A l’école primaire nos étions huit élèves dans une classe unique. Nous étions deux dans le cours que je suivais. Trimestre après trimestre, j’étais toujours second au classement. Pour ma grand-mère j’étais le dernier. Contrariée elle s’écriait : « nous ne ferons de toi ni un médecin ni un avocat ». Ces deux professions étaient pour elle le fleuron de tous les métiers. D’abord parce qu’ils gagnaient bien leur vie au regard du niveau de vie des petits paysans dont elle était, ensuite parce qu’elle avait eu souvent recours au médecin pour son mari atteint d’une maladie chronique qui l’avait emporté bien trop jeune comme elle se plaisait à le dire ; enfin pour une affaire de famille très grave. Elle bénissait l’avocat qui selon elle les avait bien défendus. Que ferions-nous, se plaisait- elle à répéter si nous n’avions pas de médecins et d’avocats ? A quoi sa bru, ma mère, répondait par l’expression bien connue dans le milieu paysan : « Si les paysans n’étaient pas des sots, les avocats porteraient des sabots ». La formule avait le mérite d’entretenir le conflit entre la belle- mère et la belle -fille !

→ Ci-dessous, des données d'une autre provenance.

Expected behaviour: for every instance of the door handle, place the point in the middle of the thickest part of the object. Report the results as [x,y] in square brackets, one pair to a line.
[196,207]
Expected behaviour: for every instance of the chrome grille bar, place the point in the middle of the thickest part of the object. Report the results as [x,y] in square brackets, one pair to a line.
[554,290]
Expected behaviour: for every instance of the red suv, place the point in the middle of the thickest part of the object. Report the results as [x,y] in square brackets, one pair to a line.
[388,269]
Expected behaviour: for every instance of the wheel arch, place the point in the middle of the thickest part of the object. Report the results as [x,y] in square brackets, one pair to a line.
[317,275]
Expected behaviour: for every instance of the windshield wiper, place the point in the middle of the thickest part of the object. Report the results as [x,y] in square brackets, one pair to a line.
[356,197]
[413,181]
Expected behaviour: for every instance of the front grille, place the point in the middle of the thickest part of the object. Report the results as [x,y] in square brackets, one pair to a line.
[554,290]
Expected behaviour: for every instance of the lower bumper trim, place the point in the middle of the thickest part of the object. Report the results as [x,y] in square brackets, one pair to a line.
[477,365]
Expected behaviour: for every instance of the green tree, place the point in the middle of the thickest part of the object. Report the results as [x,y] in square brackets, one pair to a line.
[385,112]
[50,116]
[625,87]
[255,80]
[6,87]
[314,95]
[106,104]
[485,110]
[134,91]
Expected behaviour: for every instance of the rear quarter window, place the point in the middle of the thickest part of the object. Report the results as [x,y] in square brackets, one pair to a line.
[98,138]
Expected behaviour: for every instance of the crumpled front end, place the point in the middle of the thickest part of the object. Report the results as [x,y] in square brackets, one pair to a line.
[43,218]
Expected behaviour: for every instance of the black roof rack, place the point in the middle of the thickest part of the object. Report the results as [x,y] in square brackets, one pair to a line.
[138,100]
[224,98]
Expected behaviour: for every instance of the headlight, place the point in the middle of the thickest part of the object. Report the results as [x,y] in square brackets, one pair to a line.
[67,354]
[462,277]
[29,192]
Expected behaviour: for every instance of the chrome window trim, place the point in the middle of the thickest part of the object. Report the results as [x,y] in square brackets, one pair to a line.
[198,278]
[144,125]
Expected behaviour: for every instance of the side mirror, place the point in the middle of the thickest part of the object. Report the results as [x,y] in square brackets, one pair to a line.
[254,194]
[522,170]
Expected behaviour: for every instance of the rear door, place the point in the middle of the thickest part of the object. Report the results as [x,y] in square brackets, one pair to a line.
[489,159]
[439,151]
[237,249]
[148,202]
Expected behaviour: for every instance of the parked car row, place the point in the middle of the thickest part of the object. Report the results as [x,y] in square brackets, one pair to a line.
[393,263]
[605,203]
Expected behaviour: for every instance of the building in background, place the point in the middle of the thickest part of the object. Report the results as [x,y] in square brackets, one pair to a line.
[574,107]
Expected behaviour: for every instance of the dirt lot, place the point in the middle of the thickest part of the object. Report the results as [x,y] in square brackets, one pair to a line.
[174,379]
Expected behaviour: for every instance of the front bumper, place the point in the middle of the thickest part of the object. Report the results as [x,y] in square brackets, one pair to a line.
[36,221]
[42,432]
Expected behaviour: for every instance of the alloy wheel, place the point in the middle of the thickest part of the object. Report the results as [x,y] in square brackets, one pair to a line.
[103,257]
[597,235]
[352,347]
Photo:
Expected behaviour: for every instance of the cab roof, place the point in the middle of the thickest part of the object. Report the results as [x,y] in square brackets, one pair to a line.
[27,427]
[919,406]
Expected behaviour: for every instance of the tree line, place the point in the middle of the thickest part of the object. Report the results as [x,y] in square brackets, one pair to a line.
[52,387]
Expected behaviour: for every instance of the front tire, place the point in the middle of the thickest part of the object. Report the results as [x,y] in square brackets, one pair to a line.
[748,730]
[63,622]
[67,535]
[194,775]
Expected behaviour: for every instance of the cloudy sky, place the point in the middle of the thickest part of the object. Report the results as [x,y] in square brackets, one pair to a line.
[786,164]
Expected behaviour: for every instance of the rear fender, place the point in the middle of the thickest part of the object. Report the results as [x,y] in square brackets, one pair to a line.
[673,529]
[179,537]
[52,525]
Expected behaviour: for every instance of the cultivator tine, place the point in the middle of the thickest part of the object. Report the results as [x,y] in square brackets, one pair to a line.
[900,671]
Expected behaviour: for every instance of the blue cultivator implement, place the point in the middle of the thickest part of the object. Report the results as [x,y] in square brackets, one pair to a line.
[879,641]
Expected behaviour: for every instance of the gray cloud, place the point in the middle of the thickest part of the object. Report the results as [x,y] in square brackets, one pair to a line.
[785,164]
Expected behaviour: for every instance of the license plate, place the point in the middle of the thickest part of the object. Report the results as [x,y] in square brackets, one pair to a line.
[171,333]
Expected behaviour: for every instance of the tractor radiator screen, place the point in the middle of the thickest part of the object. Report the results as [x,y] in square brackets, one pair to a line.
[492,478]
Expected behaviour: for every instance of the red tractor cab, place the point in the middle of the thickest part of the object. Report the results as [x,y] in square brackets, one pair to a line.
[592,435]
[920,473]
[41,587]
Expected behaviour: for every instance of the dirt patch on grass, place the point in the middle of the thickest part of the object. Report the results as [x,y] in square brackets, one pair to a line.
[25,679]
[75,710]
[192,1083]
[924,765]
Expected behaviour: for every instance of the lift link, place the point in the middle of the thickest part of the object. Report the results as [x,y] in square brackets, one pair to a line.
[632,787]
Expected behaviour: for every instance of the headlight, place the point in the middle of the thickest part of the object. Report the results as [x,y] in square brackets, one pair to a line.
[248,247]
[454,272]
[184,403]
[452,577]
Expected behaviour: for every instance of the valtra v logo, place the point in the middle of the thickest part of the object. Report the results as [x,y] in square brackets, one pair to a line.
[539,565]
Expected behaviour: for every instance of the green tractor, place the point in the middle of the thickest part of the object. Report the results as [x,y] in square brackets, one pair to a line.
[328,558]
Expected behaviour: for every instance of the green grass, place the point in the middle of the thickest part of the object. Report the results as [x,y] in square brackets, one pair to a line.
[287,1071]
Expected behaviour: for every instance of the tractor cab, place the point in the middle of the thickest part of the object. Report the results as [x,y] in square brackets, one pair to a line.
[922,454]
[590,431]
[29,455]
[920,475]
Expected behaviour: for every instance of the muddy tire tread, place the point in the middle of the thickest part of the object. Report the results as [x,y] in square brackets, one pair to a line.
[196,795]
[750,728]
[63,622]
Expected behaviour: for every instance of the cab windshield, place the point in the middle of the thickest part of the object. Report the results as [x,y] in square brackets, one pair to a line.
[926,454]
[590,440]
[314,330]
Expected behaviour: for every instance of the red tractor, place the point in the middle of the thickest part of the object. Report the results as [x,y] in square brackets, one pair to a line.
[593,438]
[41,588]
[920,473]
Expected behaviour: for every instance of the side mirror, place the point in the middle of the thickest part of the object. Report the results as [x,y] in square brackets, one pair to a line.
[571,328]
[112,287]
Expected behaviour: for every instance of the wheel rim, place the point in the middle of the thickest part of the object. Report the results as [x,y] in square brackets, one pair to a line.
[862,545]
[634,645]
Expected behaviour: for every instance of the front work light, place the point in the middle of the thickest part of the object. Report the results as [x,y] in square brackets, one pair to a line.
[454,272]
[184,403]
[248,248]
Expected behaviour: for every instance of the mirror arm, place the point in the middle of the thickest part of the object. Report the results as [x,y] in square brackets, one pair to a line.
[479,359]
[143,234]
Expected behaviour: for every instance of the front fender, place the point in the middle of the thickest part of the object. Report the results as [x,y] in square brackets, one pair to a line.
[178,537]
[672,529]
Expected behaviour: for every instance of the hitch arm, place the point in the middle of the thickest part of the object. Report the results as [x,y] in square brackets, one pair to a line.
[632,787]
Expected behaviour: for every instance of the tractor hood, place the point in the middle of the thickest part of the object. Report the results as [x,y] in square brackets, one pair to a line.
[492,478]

Aujourd’hui je me demande si ces paroles de ma grand-mère ne m’avaient pas conduit, d’une part, à commencer des études de médecine pour la faire mentir, puis à les abandonner dès la première année pour donner raison à ces prédictions devenues des oracles. Quoiqu’il en soit, je constate aujourd’hui que sur nos quatre enfants, un est médecin, l’autre avocat. Les deux autres ont fait des études tout aussi brillantes. Mais pourquoi ce choix de médecin et d’avocat dont je n’étais pas capable selon ma grand-mère ? J’ai parfois pensé qu’à travers eux je m’étais inconsciemment vengé d’elle. Est-ce toutefois possible puisque par ailleurs j’adorais cette vielle dame, la mère de mon père qui, dirait-on aujourd’hui, était ma nounou ? Que d’agréables souvenirs me viennent à l’esprit lorsque je pense à ce temps passé avec elle alors qu’elle vaquait, moi accroché à ses jupons, aux besoins de la ferme comme donner à manger aux poules, aux cochons, aux lapins , lever les œufs, cueillir au jardin les légumes du repas à venir, garder le troupeau de moutons et tant de petites choses comme laver le linge, la vaisselle, préparer les repas…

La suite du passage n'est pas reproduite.